心之马戏团《界限》  跨越疆界、抹除限制

我们对马戏(circus)的想像是什么?或者说,马戏提供我们怎样的想像?

马戏表演作为娱乐活动,可被追溯到古罗马竞技场,以及中国汉代《盐铁论》中的记录;并在中西两造的不同演变里,发展出各种特技(如倒立、空中飞人等)、动物表演(如大象踩球、老虎跳火圈等)、奇人展示(如连体人、侏儒等)等项目,甚至是通过对「死亡」与「危险」的挑战,去求取感官刺激。

不过,随著动物权的抬头、娱乐选项的增加,马戏因其跌宕而开始演变,除动物表演的取消,还有汲取剧场经验、结合现代意识,也就是所谓的「新马戏」、「当代马戏」。於是,纯熟肢体表演混合了音乐、戏剧、舞蹈、多媒体等形式与素材,构成属於马戏的叙事模式与美学风格,藉此调动与发展不同的主题,去反思我们所处的世界,成为面对社会、承载讯息的一种说故事方法。

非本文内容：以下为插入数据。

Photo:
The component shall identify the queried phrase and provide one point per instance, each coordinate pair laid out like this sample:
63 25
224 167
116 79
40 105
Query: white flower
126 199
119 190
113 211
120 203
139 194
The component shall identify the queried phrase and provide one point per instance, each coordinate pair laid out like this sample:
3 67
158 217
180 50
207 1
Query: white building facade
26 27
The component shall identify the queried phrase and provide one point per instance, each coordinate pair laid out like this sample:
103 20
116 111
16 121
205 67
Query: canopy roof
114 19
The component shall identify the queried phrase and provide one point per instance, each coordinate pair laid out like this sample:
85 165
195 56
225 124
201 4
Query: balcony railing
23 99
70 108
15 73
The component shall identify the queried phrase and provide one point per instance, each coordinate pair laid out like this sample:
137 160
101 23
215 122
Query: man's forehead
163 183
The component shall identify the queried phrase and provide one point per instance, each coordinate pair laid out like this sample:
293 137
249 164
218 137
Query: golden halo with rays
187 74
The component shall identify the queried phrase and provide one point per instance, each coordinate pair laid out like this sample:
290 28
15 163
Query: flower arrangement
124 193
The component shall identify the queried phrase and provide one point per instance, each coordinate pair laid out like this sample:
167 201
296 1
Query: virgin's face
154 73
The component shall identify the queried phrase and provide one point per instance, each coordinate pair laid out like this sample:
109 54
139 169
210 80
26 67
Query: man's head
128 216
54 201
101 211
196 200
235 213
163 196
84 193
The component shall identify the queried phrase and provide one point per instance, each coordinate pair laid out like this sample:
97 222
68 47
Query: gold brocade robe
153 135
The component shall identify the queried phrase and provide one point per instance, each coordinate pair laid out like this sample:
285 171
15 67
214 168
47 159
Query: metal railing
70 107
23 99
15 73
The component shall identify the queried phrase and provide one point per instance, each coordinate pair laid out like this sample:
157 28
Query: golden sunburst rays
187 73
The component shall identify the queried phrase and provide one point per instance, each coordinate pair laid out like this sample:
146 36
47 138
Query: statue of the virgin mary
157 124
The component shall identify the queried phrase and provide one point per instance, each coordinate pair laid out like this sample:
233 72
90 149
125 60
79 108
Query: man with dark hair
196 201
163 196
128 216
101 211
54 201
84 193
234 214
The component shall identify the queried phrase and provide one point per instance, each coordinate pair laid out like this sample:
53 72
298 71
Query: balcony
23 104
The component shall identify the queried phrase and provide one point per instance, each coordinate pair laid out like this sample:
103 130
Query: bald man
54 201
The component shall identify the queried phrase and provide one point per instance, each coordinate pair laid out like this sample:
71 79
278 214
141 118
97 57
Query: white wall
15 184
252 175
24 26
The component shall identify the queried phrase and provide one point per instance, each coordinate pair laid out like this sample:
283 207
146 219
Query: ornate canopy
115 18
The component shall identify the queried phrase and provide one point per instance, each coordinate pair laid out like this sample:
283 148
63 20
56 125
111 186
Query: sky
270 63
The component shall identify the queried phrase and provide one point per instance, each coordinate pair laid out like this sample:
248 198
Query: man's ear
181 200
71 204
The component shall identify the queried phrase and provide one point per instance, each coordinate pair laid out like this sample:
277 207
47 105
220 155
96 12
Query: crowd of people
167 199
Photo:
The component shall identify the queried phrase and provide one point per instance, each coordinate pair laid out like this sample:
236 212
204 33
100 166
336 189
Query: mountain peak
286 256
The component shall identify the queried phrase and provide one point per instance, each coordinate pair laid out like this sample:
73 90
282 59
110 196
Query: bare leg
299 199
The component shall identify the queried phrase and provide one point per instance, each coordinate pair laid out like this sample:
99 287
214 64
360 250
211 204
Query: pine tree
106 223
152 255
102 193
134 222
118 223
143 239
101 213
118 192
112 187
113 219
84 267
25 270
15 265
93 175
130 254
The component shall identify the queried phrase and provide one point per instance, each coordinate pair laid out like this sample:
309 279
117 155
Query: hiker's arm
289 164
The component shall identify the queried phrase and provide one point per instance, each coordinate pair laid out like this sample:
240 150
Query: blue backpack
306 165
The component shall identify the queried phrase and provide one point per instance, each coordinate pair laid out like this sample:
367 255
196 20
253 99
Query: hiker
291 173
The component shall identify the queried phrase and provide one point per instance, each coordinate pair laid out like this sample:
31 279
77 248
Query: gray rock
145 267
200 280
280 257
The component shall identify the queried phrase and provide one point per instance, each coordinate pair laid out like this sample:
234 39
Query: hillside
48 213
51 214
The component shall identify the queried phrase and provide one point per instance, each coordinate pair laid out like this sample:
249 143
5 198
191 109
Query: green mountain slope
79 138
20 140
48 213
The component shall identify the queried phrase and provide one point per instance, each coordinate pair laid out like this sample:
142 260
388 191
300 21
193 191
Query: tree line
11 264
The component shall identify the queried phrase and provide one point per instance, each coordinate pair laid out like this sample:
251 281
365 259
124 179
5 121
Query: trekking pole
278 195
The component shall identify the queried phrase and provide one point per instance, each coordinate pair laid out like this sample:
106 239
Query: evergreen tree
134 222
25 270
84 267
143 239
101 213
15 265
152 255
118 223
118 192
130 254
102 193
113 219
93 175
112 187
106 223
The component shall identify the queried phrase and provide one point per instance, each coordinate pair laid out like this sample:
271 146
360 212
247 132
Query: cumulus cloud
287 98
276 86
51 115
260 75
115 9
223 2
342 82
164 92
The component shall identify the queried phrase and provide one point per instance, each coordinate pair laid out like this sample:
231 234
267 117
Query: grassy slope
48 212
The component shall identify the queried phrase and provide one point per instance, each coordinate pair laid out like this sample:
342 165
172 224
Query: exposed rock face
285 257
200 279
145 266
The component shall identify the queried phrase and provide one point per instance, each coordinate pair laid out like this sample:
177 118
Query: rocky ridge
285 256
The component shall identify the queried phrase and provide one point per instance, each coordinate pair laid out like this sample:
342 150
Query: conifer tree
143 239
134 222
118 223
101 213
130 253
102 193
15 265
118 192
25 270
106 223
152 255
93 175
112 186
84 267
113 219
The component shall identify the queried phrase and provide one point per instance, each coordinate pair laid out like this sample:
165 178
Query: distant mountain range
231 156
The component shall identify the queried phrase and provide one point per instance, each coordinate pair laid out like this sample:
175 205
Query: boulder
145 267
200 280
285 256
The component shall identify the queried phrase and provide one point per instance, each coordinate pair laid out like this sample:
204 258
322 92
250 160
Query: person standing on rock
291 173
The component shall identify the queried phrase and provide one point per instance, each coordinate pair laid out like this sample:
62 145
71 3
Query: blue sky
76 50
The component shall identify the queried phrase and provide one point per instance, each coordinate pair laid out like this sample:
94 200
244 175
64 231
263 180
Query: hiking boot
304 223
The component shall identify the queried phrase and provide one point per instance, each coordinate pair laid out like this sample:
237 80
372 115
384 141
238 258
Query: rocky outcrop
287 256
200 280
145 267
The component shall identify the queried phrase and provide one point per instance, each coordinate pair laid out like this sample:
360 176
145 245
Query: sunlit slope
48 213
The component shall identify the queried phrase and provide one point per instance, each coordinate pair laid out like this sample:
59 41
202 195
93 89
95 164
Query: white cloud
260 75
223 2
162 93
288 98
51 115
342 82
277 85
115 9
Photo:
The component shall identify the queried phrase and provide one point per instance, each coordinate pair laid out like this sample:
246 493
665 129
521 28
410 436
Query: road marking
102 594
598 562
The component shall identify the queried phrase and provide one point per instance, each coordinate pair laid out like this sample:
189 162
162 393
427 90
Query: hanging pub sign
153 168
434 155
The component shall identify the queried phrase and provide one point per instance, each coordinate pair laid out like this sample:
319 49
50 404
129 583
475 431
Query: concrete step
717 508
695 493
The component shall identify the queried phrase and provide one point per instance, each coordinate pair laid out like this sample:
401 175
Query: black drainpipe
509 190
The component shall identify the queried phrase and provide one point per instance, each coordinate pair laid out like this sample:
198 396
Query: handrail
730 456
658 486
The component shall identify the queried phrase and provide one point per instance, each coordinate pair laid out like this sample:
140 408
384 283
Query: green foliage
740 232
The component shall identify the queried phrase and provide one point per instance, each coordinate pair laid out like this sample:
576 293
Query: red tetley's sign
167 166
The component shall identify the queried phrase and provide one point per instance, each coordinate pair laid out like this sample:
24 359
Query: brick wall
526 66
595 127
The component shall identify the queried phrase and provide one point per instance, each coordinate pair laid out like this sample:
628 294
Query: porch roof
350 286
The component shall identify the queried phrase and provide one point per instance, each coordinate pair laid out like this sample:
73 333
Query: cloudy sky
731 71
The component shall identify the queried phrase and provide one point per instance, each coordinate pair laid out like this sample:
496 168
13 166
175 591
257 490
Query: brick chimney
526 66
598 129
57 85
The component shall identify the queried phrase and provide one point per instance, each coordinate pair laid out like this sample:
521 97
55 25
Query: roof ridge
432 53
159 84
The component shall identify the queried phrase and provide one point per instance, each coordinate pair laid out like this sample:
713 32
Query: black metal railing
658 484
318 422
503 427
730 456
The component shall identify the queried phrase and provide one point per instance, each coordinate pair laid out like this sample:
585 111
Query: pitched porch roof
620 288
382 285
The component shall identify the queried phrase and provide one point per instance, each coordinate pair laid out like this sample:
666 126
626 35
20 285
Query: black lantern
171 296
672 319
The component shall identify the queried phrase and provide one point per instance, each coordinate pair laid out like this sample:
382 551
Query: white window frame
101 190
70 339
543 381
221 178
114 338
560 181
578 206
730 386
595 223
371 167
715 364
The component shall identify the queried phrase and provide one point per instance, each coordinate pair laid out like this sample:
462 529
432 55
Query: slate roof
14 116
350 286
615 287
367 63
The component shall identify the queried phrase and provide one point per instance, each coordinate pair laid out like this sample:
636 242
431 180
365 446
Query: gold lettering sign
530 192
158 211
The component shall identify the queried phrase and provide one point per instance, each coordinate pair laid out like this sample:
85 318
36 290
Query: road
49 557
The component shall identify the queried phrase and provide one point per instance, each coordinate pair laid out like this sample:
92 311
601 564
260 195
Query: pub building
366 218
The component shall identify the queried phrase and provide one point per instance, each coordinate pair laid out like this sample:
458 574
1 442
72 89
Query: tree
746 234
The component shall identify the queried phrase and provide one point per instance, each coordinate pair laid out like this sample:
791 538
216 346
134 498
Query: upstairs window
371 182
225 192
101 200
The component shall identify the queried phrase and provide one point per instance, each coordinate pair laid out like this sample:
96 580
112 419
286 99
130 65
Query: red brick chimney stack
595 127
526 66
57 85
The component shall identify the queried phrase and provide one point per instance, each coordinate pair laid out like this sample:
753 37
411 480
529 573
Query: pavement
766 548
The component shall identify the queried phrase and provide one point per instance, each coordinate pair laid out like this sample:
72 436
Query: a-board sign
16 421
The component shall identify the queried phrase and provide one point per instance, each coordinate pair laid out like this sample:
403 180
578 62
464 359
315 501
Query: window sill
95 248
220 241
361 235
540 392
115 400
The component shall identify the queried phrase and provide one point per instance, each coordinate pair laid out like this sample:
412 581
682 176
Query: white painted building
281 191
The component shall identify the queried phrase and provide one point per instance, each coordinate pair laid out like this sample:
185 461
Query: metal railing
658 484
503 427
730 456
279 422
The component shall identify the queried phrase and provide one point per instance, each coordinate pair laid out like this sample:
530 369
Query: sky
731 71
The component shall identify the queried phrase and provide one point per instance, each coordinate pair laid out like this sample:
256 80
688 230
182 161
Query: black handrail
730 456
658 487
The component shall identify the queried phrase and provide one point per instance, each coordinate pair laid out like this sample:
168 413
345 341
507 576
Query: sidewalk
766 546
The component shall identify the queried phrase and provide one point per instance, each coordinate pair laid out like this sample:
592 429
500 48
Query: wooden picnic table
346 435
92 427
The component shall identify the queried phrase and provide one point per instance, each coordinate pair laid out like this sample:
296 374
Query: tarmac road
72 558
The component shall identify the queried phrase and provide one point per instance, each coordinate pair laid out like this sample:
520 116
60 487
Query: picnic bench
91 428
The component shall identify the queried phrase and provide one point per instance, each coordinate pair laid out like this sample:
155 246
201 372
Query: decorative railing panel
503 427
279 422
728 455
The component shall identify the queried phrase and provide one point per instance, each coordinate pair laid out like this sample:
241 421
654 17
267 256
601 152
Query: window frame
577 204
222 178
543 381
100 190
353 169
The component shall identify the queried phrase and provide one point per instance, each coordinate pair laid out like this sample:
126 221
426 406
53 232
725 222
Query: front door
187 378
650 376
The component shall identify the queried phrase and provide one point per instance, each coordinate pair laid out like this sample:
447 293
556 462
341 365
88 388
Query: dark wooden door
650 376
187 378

一九九五年成立於瑞典的「心之马戏团」(Cirkus Cirkör),是颇具规模的当代马戏团。名称里的Cirkör是结合法语cirque与coeur两字,即马戏(circus)和心(heart),其便在官方网站的团队介绍页面,绘制了一颗火红的心脏。在廿余年的发展过程里,除创作外,亦开设马戏学校提供正规训练,且作为社会企业聘用街童。心之马戏团将自身视为推动社会参与的平台,其「心」不只是个符号,也实践一个演出团队在演出之外可以完成的更多作为。

心之马戏团本次访港演出的作品《界限》Limits,是以欧洲的难民危机为主题,在表演形式的「跨界」性质里,运用杂技动作跨越国界——大环、空中杂技、翻滚、跳板等特技,在《界限》里制造画面、产生奇观――更重要的是藉特技项目的构成,去引发观众思考难民、政治、权利、人道关怀等议题。

国界、围墙等,是身为人类的我们画下的种种界限/线,用以隔绝、排除。而心之马戏团的《界限》则试图在马戏这样跨形式的表演里,供给没有边界的想像,唤起抹除限制与划分的诉求,去面对身而为人所必须面临的挑战与责任,在演出之内,亦是之外。